The gibbon, the only living member of Pongidae family in China, is on the verge of extinction. All five gibbon species in China, the concolor, Hainan, white-browed, white-cheeked, and white-headed gibbons, are in urgent need of protection, Bejing Scitech Report reports.
This undated photo shows a white-headed gibbon, a rare world species. [File photo:hainan.net]
Surveys show that there are nearly 1,000 concolor gibbons, only 100 white-browed gibbons, and just 20 Hainan gibbons remaining in China. White-cheeked gibbons have not been spotted since 1980.
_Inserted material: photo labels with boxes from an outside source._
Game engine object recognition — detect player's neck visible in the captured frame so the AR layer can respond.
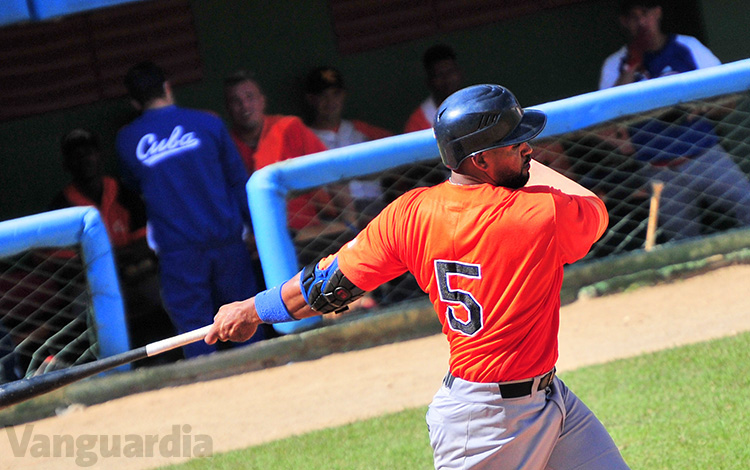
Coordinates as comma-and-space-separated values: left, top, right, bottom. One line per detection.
448, 171, 484, 186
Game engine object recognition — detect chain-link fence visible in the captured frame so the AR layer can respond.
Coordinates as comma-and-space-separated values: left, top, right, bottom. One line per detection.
0, 247, 98, 383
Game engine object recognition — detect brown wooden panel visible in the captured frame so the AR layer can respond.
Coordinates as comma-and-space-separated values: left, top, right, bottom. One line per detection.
0, 0, 203, 120
329, 0, 587, 54
330, 0, 437, 54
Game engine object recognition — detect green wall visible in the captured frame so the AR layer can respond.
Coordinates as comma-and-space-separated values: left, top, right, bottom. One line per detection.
0, 0, 750, 220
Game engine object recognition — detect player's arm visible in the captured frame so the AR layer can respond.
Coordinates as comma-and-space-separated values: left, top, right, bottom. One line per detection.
526, 159, 609, 239
205, 256, 365, 344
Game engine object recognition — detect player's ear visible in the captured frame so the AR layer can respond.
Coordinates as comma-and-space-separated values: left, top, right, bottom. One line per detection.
471, 152, 488, 170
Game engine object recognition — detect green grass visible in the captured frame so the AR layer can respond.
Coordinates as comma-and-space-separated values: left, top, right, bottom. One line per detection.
164, 333, 750, 470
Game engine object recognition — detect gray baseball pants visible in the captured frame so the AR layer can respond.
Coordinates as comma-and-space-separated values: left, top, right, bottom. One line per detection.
426, 370, 629, 470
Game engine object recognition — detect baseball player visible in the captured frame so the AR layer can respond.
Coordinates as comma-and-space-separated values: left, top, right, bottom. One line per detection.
206, 85, 628, 470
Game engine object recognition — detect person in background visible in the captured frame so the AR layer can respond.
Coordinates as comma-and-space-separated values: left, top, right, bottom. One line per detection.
404, 44, 463, 133
116, 61, 268, 358
49, 128, 183, 366
304, 66, 393, 228
599, 0, 750, 241
224, 70, 336, 235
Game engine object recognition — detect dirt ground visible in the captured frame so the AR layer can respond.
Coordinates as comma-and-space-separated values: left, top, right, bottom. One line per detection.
0, 265, 750, 469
Last November, 14 experts from the CAS Kunming Institute of Zoology and the University of Zurich made an intensive search in Yunnan's Nangun River Nature Reserve, looking for white-headed gibbons, a species native to southwestern China's Yunan Province. However, they failed to see or hear a single one.
"We adopted a commonly used method based on gibbons' calls to assess the population," Beijing Scitech Report quoted Jiang Xuelong, a researcher at the CAS Kunming Institute of Zoology, as saying.
Gibbons are most vocal in the morning, when they can be heard two or three kilometers away, and each species has a distinctive sound. Every morning for several days, researchers woke up early to monitor the calls. There were none to be heard.
Experts believe that gibbons are growing scarce as a result of developing agriculture, especially rubber trees, which as destroyed large areas of the tropical rainforest.
Although people have realized the problem in recent years and tried to recover the forests, the situation has not improved enough for gibbons, which inhabit in tropical rainforests and feed on wild fruits, and avoid man-made forests, the report said.
Since 1989, all of the gibbon species have been listed as Class-A protected animals under China 's Wildlife Protection Law, along with the giant panda and golden monkey.